A different combination
Builders of combination machines often incorporate processes that are set against each other.

For example, shops often struggle with the decision to exclusively grind a part or hardturn it. Combining the two opposing processes gives shops the advantages of both processes on one machine.

However, one builder has combined two machining processes that don’t fight each other but, instead, complement each other. Those processes are wire EDM and waterjet cutting.

For its combination machine, Sodick joined wire EDM and waterjet cutting.

Wire EDM has been considered a precise machining process, but not the fastest. So some EDM builders have tried to increase EDM machining speeds with coated wire, an effort that often fails due to the wire’s cost and its high hourly consumable cost.

EDM manufacturer Sodick Inc. (www.sodick.com) approached the problem a different way. The company joined with Flow International Corp. (www.flowcorp.com), a waterjet manufacturer, to develop the Hybrid Wire EDM. The machine combines the ultrahighprecision machining of wire EDM with the high-speed machining of waterjet cutting.

The Hybrid sports both a wire- EDM head and a waterjet head, both of which move in and out of the work zone when needed. The machine eliminates the need for start holes and automatically removes cores for unmanned operation.
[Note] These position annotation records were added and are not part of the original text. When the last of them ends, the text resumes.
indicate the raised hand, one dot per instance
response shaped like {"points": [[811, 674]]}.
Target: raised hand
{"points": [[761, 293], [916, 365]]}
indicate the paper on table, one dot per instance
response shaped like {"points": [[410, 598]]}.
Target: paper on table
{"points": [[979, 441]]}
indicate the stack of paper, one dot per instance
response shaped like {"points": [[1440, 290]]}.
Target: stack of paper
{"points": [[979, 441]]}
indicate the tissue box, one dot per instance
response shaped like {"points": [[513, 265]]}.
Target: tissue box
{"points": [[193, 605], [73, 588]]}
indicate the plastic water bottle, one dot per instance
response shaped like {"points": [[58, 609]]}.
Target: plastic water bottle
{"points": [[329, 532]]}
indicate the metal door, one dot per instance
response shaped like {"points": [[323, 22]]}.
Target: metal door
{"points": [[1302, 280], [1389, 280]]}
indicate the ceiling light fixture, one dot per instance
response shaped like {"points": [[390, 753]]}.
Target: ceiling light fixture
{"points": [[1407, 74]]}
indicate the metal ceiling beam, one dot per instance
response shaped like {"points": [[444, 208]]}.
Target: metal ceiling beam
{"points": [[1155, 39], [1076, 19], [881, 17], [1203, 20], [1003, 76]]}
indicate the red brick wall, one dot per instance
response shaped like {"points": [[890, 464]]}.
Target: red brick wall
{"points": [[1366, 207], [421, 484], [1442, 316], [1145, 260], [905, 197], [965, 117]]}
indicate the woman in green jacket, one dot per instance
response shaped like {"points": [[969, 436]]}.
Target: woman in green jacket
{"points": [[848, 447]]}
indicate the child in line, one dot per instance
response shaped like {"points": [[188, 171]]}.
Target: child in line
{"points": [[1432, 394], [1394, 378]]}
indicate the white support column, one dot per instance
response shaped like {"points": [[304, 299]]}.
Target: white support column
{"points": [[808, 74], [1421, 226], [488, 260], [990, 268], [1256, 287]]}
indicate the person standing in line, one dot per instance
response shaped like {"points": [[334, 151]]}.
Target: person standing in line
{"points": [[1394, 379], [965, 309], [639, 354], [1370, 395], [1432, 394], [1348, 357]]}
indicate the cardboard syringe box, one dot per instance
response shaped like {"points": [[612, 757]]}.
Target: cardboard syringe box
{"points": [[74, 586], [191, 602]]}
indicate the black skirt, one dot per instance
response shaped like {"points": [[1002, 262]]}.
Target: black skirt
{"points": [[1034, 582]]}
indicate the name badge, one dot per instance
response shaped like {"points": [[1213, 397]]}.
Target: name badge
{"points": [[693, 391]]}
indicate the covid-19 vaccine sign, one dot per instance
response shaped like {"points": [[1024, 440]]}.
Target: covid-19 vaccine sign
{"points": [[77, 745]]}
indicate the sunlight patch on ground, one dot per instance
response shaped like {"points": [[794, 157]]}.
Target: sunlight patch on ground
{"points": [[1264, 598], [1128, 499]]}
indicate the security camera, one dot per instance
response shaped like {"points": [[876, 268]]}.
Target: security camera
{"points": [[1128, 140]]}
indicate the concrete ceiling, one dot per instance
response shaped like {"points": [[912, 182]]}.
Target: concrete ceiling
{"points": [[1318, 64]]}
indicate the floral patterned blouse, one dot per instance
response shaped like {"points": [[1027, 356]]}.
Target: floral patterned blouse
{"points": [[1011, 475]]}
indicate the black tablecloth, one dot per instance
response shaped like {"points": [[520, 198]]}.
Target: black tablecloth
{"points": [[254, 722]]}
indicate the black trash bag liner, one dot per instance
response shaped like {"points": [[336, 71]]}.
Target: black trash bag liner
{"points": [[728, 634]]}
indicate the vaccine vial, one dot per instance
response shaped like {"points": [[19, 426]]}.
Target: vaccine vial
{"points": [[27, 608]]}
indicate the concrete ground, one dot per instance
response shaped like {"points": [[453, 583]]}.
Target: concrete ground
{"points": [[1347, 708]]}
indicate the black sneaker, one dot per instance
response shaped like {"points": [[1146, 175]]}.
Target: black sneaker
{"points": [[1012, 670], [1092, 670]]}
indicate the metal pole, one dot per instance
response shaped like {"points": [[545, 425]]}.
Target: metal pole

In typical operation, the waterjet side of the machine pierces the wire EDM start holes and roughs out the part shape. Slugs fall harmlessly to the bottom of the Hybrid’s deep submerged worktank. Then, within 3 min., the machine automatically transforms itself into a wire EDM to perform finishing operations.

On standard wire EDMs, initial start holes must be done on a separate machine, and usually before a workpiece is hardened. Once a hardened workpiece is set on the Hybrid, all machining from initial start-hole cutting to core handling and finishing is performed automatically without operator intervention.

Axis travels on the Hybrid measure 22 in. by 14 in. by 10 in., and it handles a maximum workpiece size of 30 in. by 15 in. by 10 in. and weighing as much as 2,200 lb. The waterjet process can cut to an 8-degree angle, while the EDM side handles angles to 30 degrees. Standard machine features include high-speed annealing automatic wire threader, jumbo wire spooler and a wire chopper.